When the smallpox inoculations proved strikingly effective, even soldiers returning home from the Revolutionary War reportedly used part of their severance pay to get inoculated. By then, everyone knew someone who had sickened and/or died from the disease throughout the colonies. Over time, evolving vaccines transformed American and global public health strategies and tactics, and enormously reduced the theretofore horrible impact of infectious diseases.
The previously unconvinced Dr. Douglass even started doing inoculations himself after the Boston smallpox epidemic.

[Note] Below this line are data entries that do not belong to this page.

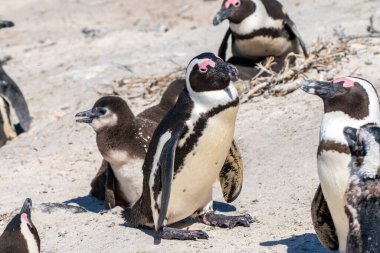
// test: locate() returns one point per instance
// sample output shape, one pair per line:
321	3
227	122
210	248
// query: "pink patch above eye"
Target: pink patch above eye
346	82
203	65
24	216
235	3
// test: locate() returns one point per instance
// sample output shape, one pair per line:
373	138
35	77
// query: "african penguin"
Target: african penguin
122	140
363	193
20	235
106	187
259	28
352	102
11	95
187	153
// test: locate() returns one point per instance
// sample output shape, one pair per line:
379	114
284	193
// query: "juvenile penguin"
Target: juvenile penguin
187	153
348	101
11	95
108	187
363	194
259	28
20	235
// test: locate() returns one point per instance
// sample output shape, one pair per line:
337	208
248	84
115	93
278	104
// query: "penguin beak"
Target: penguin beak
90	115
319	88
222	15
5	24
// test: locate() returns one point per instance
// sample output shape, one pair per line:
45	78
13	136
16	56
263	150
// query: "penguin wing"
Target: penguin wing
231	175
323	222
10	90
223	47
293	31
166	165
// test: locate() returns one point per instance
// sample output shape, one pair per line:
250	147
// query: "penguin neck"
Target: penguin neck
204	101
256	21
334	121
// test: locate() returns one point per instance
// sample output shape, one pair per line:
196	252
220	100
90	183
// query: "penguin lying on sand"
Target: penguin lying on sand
20	235
259	28
11	95
187	153
363	194
352	102
123	140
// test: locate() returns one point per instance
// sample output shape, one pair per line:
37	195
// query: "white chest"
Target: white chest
192	186
261	46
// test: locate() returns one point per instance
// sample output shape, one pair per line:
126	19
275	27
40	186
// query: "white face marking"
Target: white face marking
29	238
204	101
259	19
109	119
164	138
333	123
129	174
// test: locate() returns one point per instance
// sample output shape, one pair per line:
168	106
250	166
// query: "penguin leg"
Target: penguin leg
224	221
322	221
179	234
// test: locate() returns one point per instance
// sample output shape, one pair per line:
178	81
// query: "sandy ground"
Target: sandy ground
62	72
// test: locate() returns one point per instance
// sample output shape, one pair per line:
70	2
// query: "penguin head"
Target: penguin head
6	24
22	224
353	96
106	112
207	72
364	144
235	11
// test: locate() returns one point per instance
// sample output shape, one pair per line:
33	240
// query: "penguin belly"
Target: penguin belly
128	173
261	46
334	182
192	185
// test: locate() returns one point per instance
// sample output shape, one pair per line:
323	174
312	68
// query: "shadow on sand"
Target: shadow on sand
300	244
88	202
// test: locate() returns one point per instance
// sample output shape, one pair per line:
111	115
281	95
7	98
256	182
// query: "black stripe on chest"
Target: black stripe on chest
192	140
264	32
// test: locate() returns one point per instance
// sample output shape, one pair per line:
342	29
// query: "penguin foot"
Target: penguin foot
179	234
224	221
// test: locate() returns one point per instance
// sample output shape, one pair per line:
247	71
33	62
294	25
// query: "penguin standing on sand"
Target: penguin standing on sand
11	95
363	194
187	153
259	28
20	235
352	102
124	144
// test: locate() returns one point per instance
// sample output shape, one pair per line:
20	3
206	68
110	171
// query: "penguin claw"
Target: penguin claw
179	234
223	221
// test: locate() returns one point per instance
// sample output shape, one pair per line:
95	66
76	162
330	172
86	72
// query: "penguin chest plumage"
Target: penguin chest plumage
192	185
128	173
334	181
261	46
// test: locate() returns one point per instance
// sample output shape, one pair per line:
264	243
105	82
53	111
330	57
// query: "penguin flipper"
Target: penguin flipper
223	47
166	165
291	27
323	222
231	175
10	90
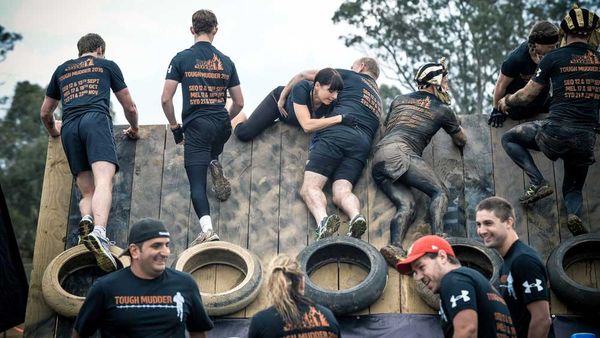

If not for ignorance, religious bigotry, and disinformation, the public-health metamorphosis, if not eradication of continuing irrational fears, would likely have happened far sooner.
Infections were once commonly death sentences
In the colonial Boston epidemic, 5,889 citizens contracted smallpox and 844 died between April and December. It was a terribly feared disease, commonly killing 30% of infected ethnic Europeans. A postscript: smallpox inflicted “sweeping epidemics among North American indigenous tribes, causing 25% to 50% mortality because they lacked European’s evolved genetic immunity and were thus far more susceptible to the virus’ lethality.
In 18th-century America (and worldwide), before effective vaccines and antibiotics, infectious disease was distressingly often a death sentence.
“By comparison, the vast majority of 21st-century Americans have neither contracted the mumps, measles, or rubella, nor do they know someone who has, making it harder for them to understand the consequences of not vaccinating,” the Post article noted.
Not to mention the conquering of polio and smallpox.
As of early March this year, 79.3 million Americans had contracted Covid-19 and nearly a million (958,625) had died from it. That’s just shy of the 1.1 million Americans combined who have perished in all U.S. wars throughout our history.
Yet, tens of millions of Americans, putting fellow citizens at grave risk, continue to refuse vaccination to protect against coronavirus, as vaccines undeniably do.
And often they, as many Americans did in 1721, condemn vaxxing as playing God.
What sort of callous deity, if unwilling or unable to stop this scourge Himself, would forbid us from doing it if we could (we could and can)—in 1721 or 2022.
The death of Ben Franklin’s son, Franky
A postscript: Benjamin and his wife, Deborah, were inoculated against smallpox, but when another smallpox epidemic hit Boston in 1736, they chose not to inoculate their toddler son, Francis, because he was sick with a cold and they feared he would be vulnerable to side effects of the intervention.
But his son, known as Franky, soon sickened with the virus and died.
“This is the great tragedy of Franklin’s life,” New York Times writer David Leonhardt wrote in a subscriber newsletter about what filmmaker Ken Burns once told him. “Deborah and Benjamin Franklin were just beset by this mistake they made even though it was completely understandable.”
Many, many Americans are still making the same often fatal mistake, however well-intentioned. The filmmaker’s “powerful” new documentary, “Benjamin Franklin”, airs on PBS next month.
Keep in mind that the vast majority of American hospitalizations and deaths due to COVID are of unvaccinated patients. People who have received three doses of a COVID-19 vaccine or a booster are 93.4% less likely to die of the virus than the unvaccinated, according to a new U.K. study released in February.
So, if you haven’t already, get vaccinated. Because, if we don’t make wise decisions, as I said earlier, the more things change, the more they unfortunately will stay the same.